Jury Awards Worker $135,000 in Right to Work Case
Foundation attorneys enforce Virginia Right to Work law

March/April 2000 Issue

ACCOMAC, Va. - Foundation attorneys racked up a big win in the ongoing campaign to shut down "camel's-nose-under-the-tent" attempts to undermine Right to Work laws across the country. In late December 1999, a jury in Virginia awarded Frederick Pusey $135,000 for violations of his rights under Virginia's Right to Work law.

The monumental award for back pay as well as other damages is only the latest victory for Foundation attorneys representing Pusey. In an earlier decision, the Virginia court had ruled decisively that Virginia's precious Right to Work law applied on the entire Wallops Island area where Pusey works.

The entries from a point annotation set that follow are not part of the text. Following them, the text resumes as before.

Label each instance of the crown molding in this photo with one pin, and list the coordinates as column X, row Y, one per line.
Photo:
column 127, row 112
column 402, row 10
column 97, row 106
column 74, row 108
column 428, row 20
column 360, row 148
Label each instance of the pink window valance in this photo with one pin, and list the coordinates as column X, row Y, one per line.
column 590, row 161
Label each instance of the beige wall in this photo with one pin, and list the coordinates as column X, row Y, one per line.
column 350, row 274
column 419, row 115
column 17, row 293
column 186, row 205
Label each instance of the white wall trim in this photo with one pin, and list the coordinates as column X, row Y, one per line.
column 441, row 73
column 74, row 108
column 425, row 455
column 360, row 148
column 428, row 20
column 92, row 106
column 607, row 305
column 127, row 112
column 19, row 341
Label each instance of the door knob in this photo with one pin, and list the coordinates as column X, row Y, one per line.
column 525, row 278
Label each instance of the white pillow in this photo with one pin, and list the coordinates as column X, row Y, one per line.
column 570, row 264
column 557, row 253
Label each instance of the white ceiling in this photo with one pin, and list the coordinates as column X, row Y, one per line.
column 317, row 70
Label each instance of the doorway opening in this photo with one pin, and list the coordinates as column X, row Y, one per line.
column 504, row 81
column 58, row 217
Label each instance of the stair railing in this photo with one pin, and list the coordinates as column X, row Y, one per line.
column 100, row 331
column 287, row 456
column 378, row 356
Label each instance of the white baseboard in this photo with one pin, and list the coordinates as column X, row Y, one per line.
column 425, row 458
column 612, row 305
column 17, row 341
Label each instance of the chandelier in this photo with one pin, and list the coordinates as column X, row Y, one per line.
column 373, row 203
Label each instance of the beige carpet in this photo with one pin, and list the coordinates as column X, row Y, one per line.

Union argued that Virginia isn't really Virginia

"Union bosses so despise Right to Work laws, it's no surprise they try to worm their way around them," said Stefan Gleason, Vice President of the National Right to Work Foundation. "By claiming that Wallops Island, Virginia, was an exclusive 'federal enclave' and thus not really in Virginia, union fat-cat lawyers hoped to ensnare NASA workers into their forced-fee-for-forced-representation schemes."

The case arose when union bosses demanded the firing of Frederick Pusey, an employee at the facility, for refraining from joining the International Association of Machinists (IAM) union and paying compulsory fees.

In some cases, such as that of Johnson Controls worker Burton Ayres (see July/August 1999 Foundation Action) in Georgia, federal property clearly is under exclusive federal jurisdiction, which precludes the application of state Right to Work laws. But in the Pusey case, the union lawyers' claim of federal enclave jurisdiction was based on a 1940 grant of federal jurisdiction to build and operate an air base to defend Norfolk's naval facility during World War II.

Notwithstanding the fact that the U.S. Navy had abandoned the airfield and left the area in 1959, the union lawyers argued that it remained an exclusive federal enclave. After Foundation attorneys sued both the IAM union and Pusey's employer, Accomack County Circuit Court Judge Glen Tyler rejected the union argument as "not credible," finding that any claim to exclusive federal jurisdiction had long since lapsed.

Prior to the court's decision that the Virginia Right to Work law applied, the Virginia Department of Labor had claimed that compulsory unionism was permitted on Wallops Island. However, following the court's ruling, the state agency reversed course and announced that it would enforce the Right to Work law on the Island. While that decision liberated the workers there from the shackles of forced unionism, a jury trial was needed to compensate Fred Pusey for the damages he suffered in standing up to Big Labor.

Big Labor despises Right to Work laws

Because Right to Work laws guarantee to workers the right to refrain from joining and paying dues to a union, Big Labor chieftains have deployed an array of schemes to sneak worker coercion into states that have these protective laws.

In some cases, such as in Nevada, union bosses attempt to gouge "fees for services rendered" from workers who do not want union representation and who refrain from union membership and the payment of all compulsory fees.. Although this union practice typically violates a Right to Work law, Nevada Attorney General Frankie Sue Del Papa went on record endorsing the practice. Foundation attorneys are challenging this abuse in the Nevada Supreme Court.

By "getting the camel's nose under the tent" in this manner, union bosses seek cleverly to erode worker freedoms in cases where even their formidable political machinery has failed them.

"Right to Work laws protect the very worker freedoms that incense union bosses most," said Gleason. "That's why Foundation attorneys are squelching such union assaults all across America."

Union lawyers will certainly appeal the monetary award to Fred Pusey and probably fight to get Wallops Island declared an exclusive federal enclave. However, the jury's verdict puts union bosses everywhere on notice that attempting to violate or get around state Right to Work laws will cost them dearly.